At the beginning of the Iraq War, an accidental helipcopter crash killed several American soldiers. A general said about the accident: "What we do is dangerous. Even in peacetime." Indeed, year in and year out, an average of one to two American soldiers die every day, during peacetime, as a result of accidents. This casualty rate has never attracted any public attention. Accidental deaths in peacetime never make headlines, notwithstanding their relative frequency.
There have been 53 combat deaths in Iraq in the 90-plus days since May 1--roughly one every other day, about half the Army's accidental death rate during peacetime. Yet every one of these deaths has been front-page news. Why?
Not because of the strategic significance of this casualty rate, which is zero--just as the roughly equal rate of accidental deaths of troops in Iraq has no impact on the strategic situation there. And not because such an intense focus on near-zero casualty rates is a standard staple of war reporting. Past wars have, needless to say, generated vastly greater casualty rates. At the height of the Vietnam war, to which liberals longingly compare Iraq, an average of 40 American servicemen died each day--75 times the current rate in Iraq--and fatalities in World Wars I and II were far greater still. Yet in none of these conflicts was each casualty considered front-page news.
It is fair to say that no country has ever had to fight a war under this kind of scrutiny--where the death of every soldier is trumpeted in front-page headlines. It is doubtful whether a war can be fought under such circumstances. It has become a political commonplace to say that the continuing casualties in Iraq will, at some point, become a political problem for the Bush administration. I don't doubt that this is true, given the tone of the news coverage, which suggests on a daily or near-daily basis that every fatality is proof of the failure of our effort in Iraq.
If we ask why the minuscule combat casualty rate in Iraq receives such intense publicity, while the nearly-equal accidental death rate there is almost ignored, and accidental deaths of soldiers in other parts of the world are never reported, there can be only one answer: the focus by the American press on every combat fatality represents a conscious effort to undermine the war effort and the Bush administration. Why else this sudden concern for the well-being of the American G.I.? Why else the ritual incantation: “...the fifty-third combat death since President Bush declared the end of major combat on May 1”? Why else the studied refusal to put the minimal casualties in Iraq into any kind of historical context? Why else do the front-page stories on every casualty crowd out objective coverage of the great progress that has been made in Iraq in an astonishingly brief period of time?
And consider the tactics of the anti-American forces in Iraq. They launch attacks on a daily basis, not seeking military advantage of any kind but seeking rather to kill an American soldier every day or two. Why? What is the goal? Publicity in the American press, primarily. The only hope of the desperate Baathists and other desperadoes loose in Iraq is that the American people will tire of the war and the reconstruction effort and go home. The withdrawal of American troops from Somalia after casualties were sustained in Mogadishu made a deep impression on the Arab world, and serves as a model for insurgents in Iraq and elsewhere. And the Baathists would like nothing better than for Iraq to be perceived as a second Vietnam.

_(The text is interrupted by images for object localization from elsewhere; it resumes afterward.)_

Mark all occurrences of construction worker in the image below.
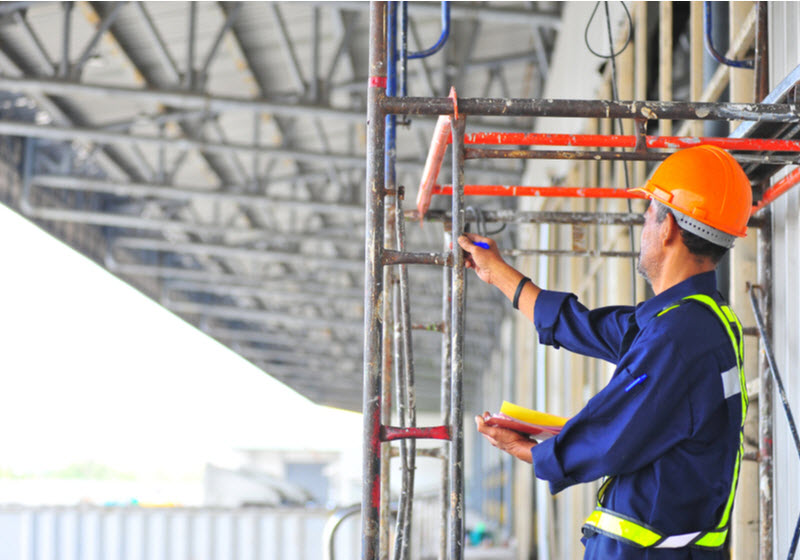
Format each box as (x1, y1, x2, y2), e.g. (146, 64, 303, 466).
(460, 145, 751, 559)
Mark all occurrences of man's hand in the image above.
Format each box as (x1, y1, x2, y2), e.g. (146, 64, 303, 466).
(458, 234, 541, 322)
(475, 413, 536, 464)
(457, 233, 505, 286)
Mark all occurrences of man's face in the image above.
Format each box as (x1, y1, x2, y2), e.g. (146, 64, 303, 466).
(636, 201, 663, 283)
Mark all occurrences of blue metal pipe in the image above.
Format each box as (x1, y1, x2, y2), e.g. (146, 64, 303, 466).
(385, 1, 397, 183)
(399, 1, 408, 98)
(408, 1, 450, 60)
(703, 1, 754, 69)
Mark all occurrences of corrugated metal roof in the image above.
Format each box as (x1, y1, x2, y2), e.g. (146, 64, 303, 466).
(0, 1, 562, 411)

So the Baathists kill not for military advantage but for headlines, and American reporters and editors oblige them. Is it unfair to suggest that these parties work together for a common purpose--to discredit the Iraq war and the Bush administration with the American public?

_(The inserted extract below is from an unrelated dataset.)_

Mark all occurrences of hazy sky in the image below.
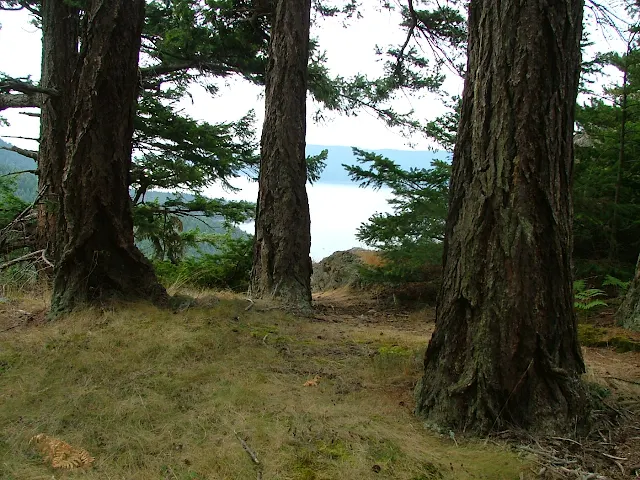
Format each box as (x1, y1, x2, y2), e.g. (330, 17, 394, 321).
(0, 7, 458, 150)
(0, 5, 630, 260)
(0, 6, 456, 260)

Outraged liberals will say that the press must report what happens, and cannot be expected to suppress news of American casualties. Of course. But editorial judgment dictates the prominence given to stories and the context in which they are placed. Why does not the New York Times headline, each morning, “Man Killed In Car Accident In Iowa”? Presumably because such a death, while undoubtedly tragic for the man’s family, has no broader significance. But why is that so different from the death of a single soldier in Iraq, which has no strategic significance whatsoever? One could argue that every highway fatality is newsworthy because it casts doubt on the success of America’s effort to promote highway safety. But our newspapers have no interest in promoting such a theory; hence individual traffic deaths are not considered newsworthy. Such examples could be multiplied endlessly, as thousands of Americans are killed every day, some accidentally, some intentionally; some while engaged in noble enterprises, others not. Every day, reporters and editors decide which of these fatalities are newsworthy, what will be said about them, and in what context they will be placed.
So all I ask is that American newspapers start applying fair and objective news judgment to what is, in fact, a remarkably low casualty rate, under the circumstances. And stop giving aid and comfort to the enemy.